Computer Vision and OCR with Python

#python #computerscience

Making the computer have eyes is no easy task. Yes, you can grab a webcam feed but that doesn't mean the computer can parse what it's looking at.

Recent developments did push the field forward. With Deep Learning technology they can now do basic observations of different objects in many different positions.

So if you don't know anything about deep learning or neural networks, how do you get started in the field of computer vision?

Of course you cannot started with the most complicated concepts and work your way backwards.
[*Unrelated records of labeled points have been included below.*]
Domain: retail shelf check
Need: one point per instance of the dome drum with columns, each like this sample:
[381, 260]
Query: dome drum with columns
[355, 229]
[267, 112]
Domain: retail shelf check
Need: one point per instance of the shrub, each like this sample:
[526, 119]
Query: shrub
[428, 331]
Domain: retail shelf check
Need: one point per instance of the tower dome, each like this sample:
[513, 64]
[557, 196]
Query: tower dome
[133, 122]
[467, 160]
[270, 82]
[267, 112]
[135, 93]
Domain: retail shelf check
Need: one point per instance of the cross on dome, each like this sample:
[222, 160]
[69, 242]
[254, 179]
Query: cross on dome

You have to start at the basics.

At the most basic level, you can do pattern recognition. To reduce complexity, I recommend starting out by learning Python as opposed to C++.
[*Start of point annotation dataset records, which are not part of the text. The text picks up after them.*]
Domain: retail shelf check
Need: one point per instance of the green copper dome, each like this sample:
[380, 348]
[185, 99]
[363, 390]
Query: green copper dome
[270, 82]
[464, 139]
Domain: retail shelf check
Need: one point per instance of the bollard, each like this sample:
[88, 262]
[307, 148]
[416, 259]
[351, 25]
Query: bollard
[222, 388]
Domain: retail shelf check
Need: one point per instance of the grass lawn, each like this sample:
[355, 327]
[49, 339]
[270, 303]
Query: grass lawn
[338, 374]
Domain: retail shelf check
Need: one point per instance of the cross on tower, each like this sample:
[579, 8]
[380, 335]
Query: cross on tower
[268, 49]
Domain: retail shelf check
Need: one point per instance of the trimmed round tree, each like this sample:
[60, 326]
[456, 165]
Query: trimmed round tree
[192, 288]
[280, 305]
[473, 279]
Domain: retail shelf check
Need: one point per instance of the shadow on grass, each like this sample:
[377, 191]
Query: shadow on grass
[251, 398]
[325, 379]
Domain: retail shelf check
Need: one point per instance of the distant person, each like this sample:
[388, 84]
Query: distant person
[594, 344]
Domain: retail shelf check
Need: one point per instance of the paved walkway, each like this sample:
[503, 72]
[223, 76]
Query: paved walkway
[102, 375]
Character recognition (OCR) is a very basic task of Computer Vision.

OCR with Tesseract

We can recognize basic characters (a,b,c) from an image. This is named "Optical Character Recognition". Tesseract is a free OCR engine.
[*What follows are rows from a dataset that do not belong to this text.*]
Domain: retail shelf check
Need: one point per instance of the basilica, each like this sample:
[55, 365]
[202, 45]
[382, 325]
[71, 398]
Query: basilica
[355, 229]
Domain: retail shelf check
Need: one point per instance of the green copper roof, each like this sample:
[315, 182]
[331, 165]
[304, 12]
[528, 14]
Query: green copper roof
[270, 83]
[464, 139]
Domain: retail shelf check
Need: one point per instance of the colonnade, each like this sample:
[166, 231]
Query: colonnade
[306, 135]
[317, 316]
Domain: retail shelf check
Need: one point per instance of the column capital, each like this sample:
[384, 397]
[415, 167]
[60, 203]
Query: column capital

apt-get install tesseract-ocr

In the terminal you can do:

tesseract example.png output.txt
cat output.txt

where example.png is this image:

OCR with Python

You can use Python to interact with Tesseract. Install the modules pillow and pytesseract

pip install Pillow
pip install pytesseract

Then you can run this code which will translate the text on the image to text in the terminal:

#!/usr/bin/python3
from PIL import Image
import pytesseract

def ocr_core(filename):
    text = pytesseract.image_to_string(Image.open(filename))
    return text

print(ocr_core('example.png'))

This is a very basic example of computer vision. There's a lot more you can do using all kinds of techniques. However, I think that any introduction to a field should be as simple as possible.